How to Detect AI-Generated Text, According to Researchers

On Feb 8, 2023

AI-generated text, from tools like ChatGPT, is starting to impact daily life. Teachers are testing it out as part of classroom lessons. Marketers are champing at the bit to replace their interns. Memers are going buck wild. Me? It would be a lie to say I’m not a little anxious about the robots coming for my writing gig. (ChatGPT, luckily, can’t hop on Zoom calls and conduct interviews just yet.)

With generative AI tools now publicly accessible, you’ll likely encounter more synthetic content while surfing the web. Some instances might be benign, like an auto-generated BuzzFeed quiz about which deep-fried dessert matches your political beliefs. (Are you Democratic beignet or a Republican zeppole?) Other instances could be more sinister, like a sophisticated propaganda campaign from a foreign government.

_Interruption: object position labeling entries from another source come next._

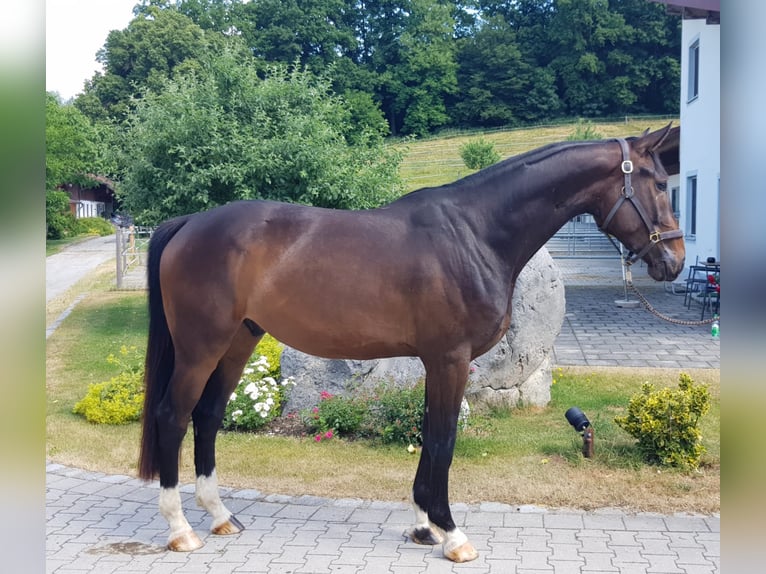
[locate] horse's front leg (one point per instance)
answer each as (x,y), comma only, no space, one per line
(445,383)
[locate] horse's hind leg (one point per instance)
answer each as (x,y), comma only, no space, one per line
(184,391)
(207,417)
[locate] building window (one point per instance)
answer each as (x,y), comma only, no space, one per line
(694,70)
(691,206)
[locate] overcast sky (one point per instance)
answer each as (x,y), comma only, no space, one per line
(74,31)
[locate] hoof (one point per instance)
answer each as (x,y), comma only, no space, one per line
(185,542)
(231,526)
(425,536)
(463,553)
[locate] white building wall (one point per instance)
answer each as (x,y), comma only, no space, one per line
(700,151)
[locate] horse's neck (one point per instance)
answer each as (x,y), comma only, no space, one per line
(524,203)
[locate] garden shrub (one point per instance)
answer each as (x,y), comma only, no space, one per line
(119,400)
(343,416)
(114,402)
(257,399)
(665,422)
(390,414)
(479,154)
(270,348)
(399,414)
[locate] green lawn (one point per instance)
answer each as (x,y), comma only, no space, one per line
(528,456)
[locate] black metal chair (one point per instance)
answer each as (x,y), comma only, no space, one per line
(711,293)
(696,282)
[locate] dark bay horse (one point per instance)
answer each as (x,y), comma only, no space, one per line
(430,275)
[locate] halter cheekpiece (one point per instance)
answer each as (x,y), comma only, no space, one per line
(626,193)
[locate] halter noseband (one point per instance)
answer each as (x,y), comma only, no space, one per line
(627,193)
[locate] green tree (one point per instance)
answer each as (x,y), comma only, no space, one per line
(427,72)
(498,86)
(159,43)
(228,134)
(71,143)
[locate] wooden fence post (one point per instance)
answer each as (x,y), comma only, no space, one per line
(118,241)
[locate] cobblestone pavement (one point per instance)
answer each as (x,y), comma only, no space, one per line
(110,524)
(598,332)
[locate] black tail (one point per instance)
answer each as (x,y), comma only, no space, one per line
(160,355)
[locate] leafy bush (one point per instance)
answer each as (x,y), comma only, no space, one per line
(479,154)
(399,414)
(270,348)
(336,414)
(257,399)
(665,422)
(114,402)
(391,414)
(93,226)
(120,399)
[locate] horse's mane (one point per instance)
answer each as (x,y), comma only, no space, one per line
(528,158)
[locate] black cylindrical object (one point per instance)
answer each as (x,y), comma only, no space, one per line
(577,419)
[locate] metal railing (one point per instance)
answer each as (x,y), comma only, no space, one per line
(580,238)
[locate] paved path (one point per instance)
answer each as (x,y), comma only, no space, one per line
(73,263)
(110,524)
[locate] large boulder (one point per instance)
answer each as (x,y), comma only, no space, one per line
(516,371)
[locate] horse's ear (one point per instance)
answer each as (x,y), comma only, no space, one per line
(650,142)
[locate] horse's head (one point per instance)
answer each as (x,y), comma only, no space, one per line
(638,210)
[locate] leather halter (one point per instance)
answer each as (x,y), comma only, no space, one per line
(626,193)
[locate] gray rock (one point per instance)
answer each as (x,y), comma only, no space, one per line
(516,371)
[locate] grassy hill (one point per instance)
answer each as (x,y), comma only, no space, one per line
(436,161)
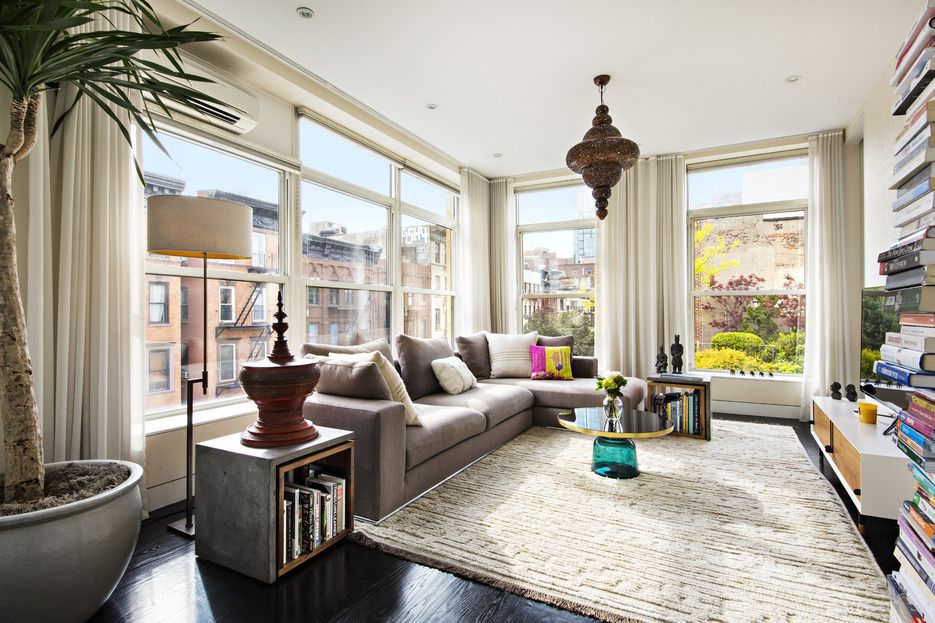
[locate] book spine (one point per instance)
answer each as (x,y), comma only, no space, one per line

Academic researchers are looking into ways to detect whether a string of words was generated by a program like ChatGPT. Right now, what’s a decisive indicator that whatever you’re reading was spun up with AI assistance?

A lack of surprise.

Entropy, Evaluated

Algorithms with the ability to mimic the patterns of natural writing have been around for a few more years than you might realize. In 2019, Harvard and the MIT-IBM Watson AI Lab released an experimental tool that scans text and highlights words based on their level of randomness.

Why would this be helpful? An AI text generator is fundamentally a mystical pattern machine: superb at mimicry, weak at throwing curve balls. Sure, when you type an email to your boss or send a group text to some friends, your tone and cadence may feel predictable, but there’s an underlying capricious quality to our human style of communication.

Edward Tian, a student at Princeton, went viral earlier this year with a similar, experimental tool, called GPTZero, targeted at educators. It gauges the likeliness that a piece of content was generated by ChatGPT based on its “perplexity” (aka randomness) and “burstiness” (aka variance). OpenAI, which is behind ChatGPT, dropped another tool made to scan text that’s over 1,000 characters long and make a judgment call. The company is up-front about the tool’s limitations, like false positives and limited efficacy outside English. Just as English-language data is often of the highest priority to those behind AI text generators, most tools for AI-text detection are currently best suited to benefit English speakers.

Could you sense if a news article was composed, at least in part, by AI? “These AI generative texts, they can never do the job of a journalist like you Reece,” says Tian. It’s a kind-hearted sentiment. CNET, a tech-focused website, published multiple articles written by algorithms and dragged across the finish line by a human. ChatGPT, for the moment, lacks a certain chutzpah, and it occasionally hallucinates, which could be an issue for reliable reporting. Everyone knows qualified journalists save the psychedelics for after-hours.

Entropy, Imitated

While these detection tools are helpful for now, Tom Goldstein, a computer science professor at the University of Maryland, sees a future where they become less effective, as natural language processing grows more sophisticated. “These kinds of detectors rely on the fact that there are systematic differences between human text and machine text,” says Goldstein. “But the goal of these companies is to make machine text that is as close as possible to human text.” Does this mean all hope of synthetic media detection is lost? Absolutely not.

Goldstein worked on a recent paper researching possible watermark methods that could be built into the large language models powering AI text generators. It’s not foolproof, but it’s a fascinating idea. Remember, ChatGPT tries to predict the next likely word in a sentence and compares multiple options during the process. A watermark might be able to designate certain word patterns to be off-limits for the AI text generator. So, when the text is scanned and the watermark rules are broken multiple times, it indicates a human being likely banged out that masterpiece.